2 min read

Jojo Rabbit

It is a brave thing to make a comedy about Nazis. It is a braver thing to play Hitler in your comedy about Nazis.

Taika Waititi is brave.

But is brave enough? Conceptually, Jojo Rabbit sounds like it was designed to provoke. To stir a reaction, to generate controversy. Edgy, for the sake of. But Taika isn’t just brave, he’s also smart. A less astute filmmaker, eager to add some fire to the flames, would have made this movie about Hitler. But instead, Taika goes against the grain, choosing impressionable little Jojo, as his protagonist. So instead of a drawn-out meme, we get a tender, affecting coming-of-age story, that is still very very funny.

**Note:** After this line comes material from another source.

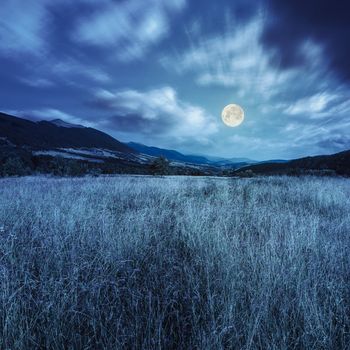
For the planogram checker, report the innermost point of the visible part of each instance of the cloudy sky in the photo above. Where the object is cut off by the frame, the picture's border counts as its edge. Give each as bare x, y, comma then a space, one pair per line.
160, 72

Jojo Rabbit is constantly toeing the line between drama and comedy, pulling its characters along with it in both directions. Taika Waititi as an immature and tantrum-throwing Hitler is extremely funny. But his bursts of outrage and bigotry are startling reminders of the truth this movie derives itself from. Sam Rockwell’s Captain K is joyfully flamboyant, a soldier who puts ego over political allegiances, and feathers over subtlety. Jojo is one of the year's best protagonists. He's conflicted, he's unlikable, but he's understandable. He's a little boy who has bought into what has been fed to him, all anchored by a heartfelt and hilarious performance from Roman Griffin Davis. And with a career best, Scarlett Johansson plays Rosa, Jojo's mother, emphasis on plays. Johansson brings such lightness to each line, and comedy to a person who should be dour and downcast. Johansson captures the spirit of Jojo Rabbit, a movie that refuses to be serious despite its bleak context.

It’s not all roses though. Other characters like Rebel Wilson’s Fraulein Rahm become jarring appearances when the movie takes a darker turn and the comedy twists on its head. Because after one particularly morbid moment, it’s a bit hard for the movie to get us laughing again. It eventually succeeds, but some older gags start to feel distasteful, as if it isn’t honouring what has come before.

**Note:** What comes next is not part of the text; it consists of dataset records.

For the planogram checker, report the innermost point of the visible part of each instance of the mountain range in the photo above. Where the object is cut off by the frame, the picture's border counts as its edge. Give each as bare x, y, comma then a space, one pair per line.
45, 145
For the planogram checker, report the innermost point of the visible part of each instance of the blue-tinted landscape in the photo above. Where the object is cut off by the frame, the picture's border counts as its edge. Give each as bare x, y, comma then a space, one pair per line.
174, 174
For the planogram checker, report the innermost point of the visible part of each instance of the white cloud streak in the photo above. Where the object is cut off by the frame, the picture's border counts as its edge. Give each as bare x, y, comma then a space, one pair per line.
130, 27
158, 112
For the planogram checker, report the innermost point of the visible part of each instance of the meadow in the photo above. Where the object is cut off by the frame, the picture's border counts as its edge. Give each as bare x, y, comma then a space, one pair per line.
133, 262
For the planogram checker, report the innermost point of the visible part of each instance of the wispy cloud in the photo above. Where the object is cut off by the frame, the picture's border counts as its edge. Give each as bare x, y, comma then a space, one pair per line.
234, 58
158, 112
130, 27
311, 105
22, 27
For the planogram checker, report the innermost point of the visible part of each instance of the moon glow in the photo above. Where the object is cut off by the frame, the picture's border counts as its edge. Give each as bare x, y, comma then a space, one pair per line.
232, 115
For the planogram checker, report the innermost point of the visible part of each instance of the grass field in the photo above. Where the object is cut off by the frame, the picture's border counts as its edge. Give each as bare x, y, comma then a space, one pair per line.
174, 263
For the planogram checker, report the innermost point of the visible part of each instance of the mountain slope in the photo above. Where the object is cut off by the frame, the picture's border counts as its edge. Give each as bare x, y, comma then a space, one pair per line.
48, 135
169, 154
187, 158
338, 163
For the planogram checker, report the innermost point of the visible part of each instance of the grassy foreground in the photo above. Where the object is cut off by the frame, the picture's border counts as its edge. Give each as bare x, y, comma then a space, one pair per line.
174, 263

There are already comparisons online, connecting Jojo Rabbit to Three Billboards Outside Ebbing, Missouri, and not just because Sam Rockwell plays questionable characters in both. Both movies ask similar questions: How can we redeem ourselves? Are we responsible for the ideologies we consume? When must we be held accountable for our actions? When can we change? While Three Billboards skirted over this with Sam Rockwell’s character, never acknowledging the damage he left in his wake, Jojo Rabbit is continuously aware of the harm bigotry and hate creates.

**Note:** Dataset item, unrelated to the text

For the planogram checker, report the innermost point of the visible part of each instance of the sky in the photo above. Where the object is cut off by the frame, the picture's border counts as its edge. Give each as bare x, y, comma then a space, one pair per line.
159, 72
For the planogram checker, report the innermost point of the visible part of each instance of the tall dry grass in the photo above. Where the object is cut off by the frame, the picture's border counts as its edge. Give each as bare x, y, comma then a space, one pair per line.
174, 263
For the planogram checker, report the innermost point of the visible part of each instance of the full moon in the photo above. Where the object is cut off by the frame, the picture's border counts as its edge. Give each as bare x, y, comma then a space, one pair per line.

Reading Jojo’s character as a parable for alt-right radicalization misses the point. There’s a reason Jojo is a 9-year-old boy and not a grown man. We can’t blame Jojo for buying what he’s been sold. The little boy idolized Adolf because he was told to. But blind loyalty can only get you so far. And it’s only with pain and humanity that Jojo comes out the other side. And Taika takes us down Jojo’s path with sensitivity and glee, moustache and all.